Wealth planners emphasize the importance of meeting income tax deadlines. Needless to say, failing to report your income through an ITR in due time may lead to a penalty. This penalty can go up to ₹ 10,000.

Not Filing Income Tax Return

Not filing a tax return at all — or not filing them within the stipulated time — increases your chances of attracting notice from the Income Tax Department. An individual earning more than the basic exemption limit must file an income tax return.

Individuals earning more than Rs 2.5 lakh in a financial year, senior citizens earning more than ₹ 3 lakh, and super senior citizens earning more than ₹ 5 lakh must file income tax returns. There are other conditions too that make it necessary for an assessee to file an income tax return.

Waiting Until Last Minute

Procrastination is a common problem among taxpayers, which often leaves scope for many other issues. Naturally, you are prone to making an error if you do something in a rush. Why delay?

Using The Wrong Form 

A common mistake that taxpayers often make — especially those waiting until the eleventh hour to ready their details to complete their income tax filing process — is using an incorrect form. Filing an income tax return using an incorrect form is deemed “defective” under tax laws. This is why it is important to have a sound understanding of applicable income tax forms.

Although the Income Tax Department has over the past few years simplified the income tax filing process to a great extent, one can take the help of a professional accountant to manage an income tax return.

Also read : 10 things you should know about Updated Income Tax Return filing New ITR-U

Filling The Form Incorrectly

Last-minute rush also leaves a big window for filling incorrect details. For instance, ITR-1 asks the assessee to provide details such as salary income, income from the property, and interest income. One must file the ITR well before the last date to be able to furnish all details correctly.

Selecting the Wrong Assessment Year

Many taxpayers confuse Assessment Year with Financial Year. Always remember: Assessment year always follows financial year, in the sense that income generated in, let’s say, the financial year 2018-19 can be understood as income generated in the assessment year 2019-20.

Failing To Mention All Sources Of Income

Being transparent about income earned from all sources is both mandated by law and paramount. Not only failing to do so leads to discrepancies in one’s tax records, it also increases the possibility of you receiving a tax notice from the Income Tax Department and can even be read as tax evasion.

Ensuring clearly disclosing any income from multiple sources, including any income arising in the form of interest on investments and bonds, rent from property, and income in the form of dividends and gains from life insurance policies is a must. Any non-disclosure is a serious offense.

Claiming Deductions Inappropriately

There is a whole world of deductions and exemptions available under tax laws. Even if you manage your tax outgo yourself, taking the advice of a professional chartered accountant from time to time to learn about any changes in tax laws is a good idea to keep yourself thoroughly updated on the subject. There may be any new rules applicable in your case that you may be unaware of.

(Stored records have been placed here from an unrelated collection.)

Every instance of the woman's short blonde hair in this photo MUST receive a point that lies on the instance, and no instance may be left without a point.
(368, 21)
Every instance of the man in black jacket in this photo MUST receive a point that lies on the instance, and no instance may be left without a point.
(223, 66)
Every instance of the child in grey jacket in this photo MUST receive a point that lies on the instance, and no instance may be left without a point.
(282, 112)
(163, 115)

Not Paying Attention To Form 26AS and TDS Certificate

What the much-talked-about form 26AS contains is basic information about any taxes credited to your Permanent Account Number (PAN). One can say it is, by all means, an income tax assessment tax passbook, detailing any tax refunds and tax demands related to your PAN.

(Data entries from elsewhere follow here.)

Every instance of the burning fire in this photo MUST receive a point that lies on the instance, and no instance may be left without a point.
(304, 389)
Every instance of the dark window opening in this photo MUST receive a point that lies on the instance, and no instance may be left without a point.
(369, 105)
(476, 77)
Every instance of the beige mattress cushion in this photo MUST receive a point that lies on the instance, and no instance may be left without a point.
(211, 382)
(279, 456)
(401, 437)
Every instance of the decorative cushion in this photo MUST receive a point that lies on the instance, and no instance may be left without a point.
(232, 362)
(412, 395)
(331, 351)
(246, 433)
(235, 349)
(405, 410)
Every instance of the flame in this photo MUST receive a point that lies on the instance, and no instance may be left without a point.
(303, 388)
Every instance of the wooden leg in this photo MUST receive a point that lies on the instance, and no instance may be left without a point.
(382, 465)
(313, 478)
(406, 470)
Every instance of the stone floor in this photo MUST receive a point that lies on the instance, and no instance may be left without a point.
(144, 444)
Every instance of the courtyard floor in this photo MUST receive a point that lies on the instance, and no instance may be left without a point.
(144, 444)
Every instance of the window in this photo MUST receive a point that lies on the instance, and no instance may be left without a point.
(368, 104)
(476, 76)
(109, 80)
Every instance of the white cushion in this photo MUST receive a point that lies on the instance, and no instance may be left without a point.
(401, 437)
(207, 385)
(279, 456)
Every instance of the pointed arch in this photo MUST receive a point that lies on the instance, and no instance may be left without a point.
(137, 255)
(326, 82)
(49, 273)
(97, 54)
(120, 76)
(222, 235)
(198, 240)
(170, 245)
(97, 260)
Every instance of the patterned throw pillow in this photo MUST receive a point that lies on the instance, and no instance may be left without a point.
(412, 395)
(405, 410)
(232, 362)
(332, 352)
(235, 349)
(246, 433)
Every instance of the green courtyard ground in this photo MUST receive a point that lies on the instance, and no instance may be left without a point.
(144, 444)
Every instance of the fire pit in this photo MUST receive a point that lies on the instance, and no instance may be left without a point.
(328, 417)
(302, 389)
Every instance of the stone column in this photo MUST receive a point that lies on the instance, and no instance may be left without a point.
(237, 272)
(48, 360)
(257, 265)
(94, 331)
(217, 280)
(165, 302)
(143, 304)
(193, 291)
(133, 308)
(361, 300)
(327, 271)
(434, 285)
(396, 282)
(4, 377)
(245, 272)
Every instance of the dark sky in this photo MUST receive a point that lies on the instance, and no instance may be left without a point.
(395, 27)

Form 26AS form can be accessed from the Income Tax Department’s e-filing portal.

Not Caring To File A Revised ITR

Should there be any mismatch in the provided by you in your income tax return already submitted to the Income Tax Department with your tax records, the Income Tax Department can issue a notice to you seeking answers. Such discrepancies can happen for a number of reasons, such as filing wrong information due to human error or forgetting an important detail altogether. In order to avoid getting a notice from the I-T department, do cross-check your entries?

Income tax laws allow assessees to rectify such mistakes by filing a revised income tax return.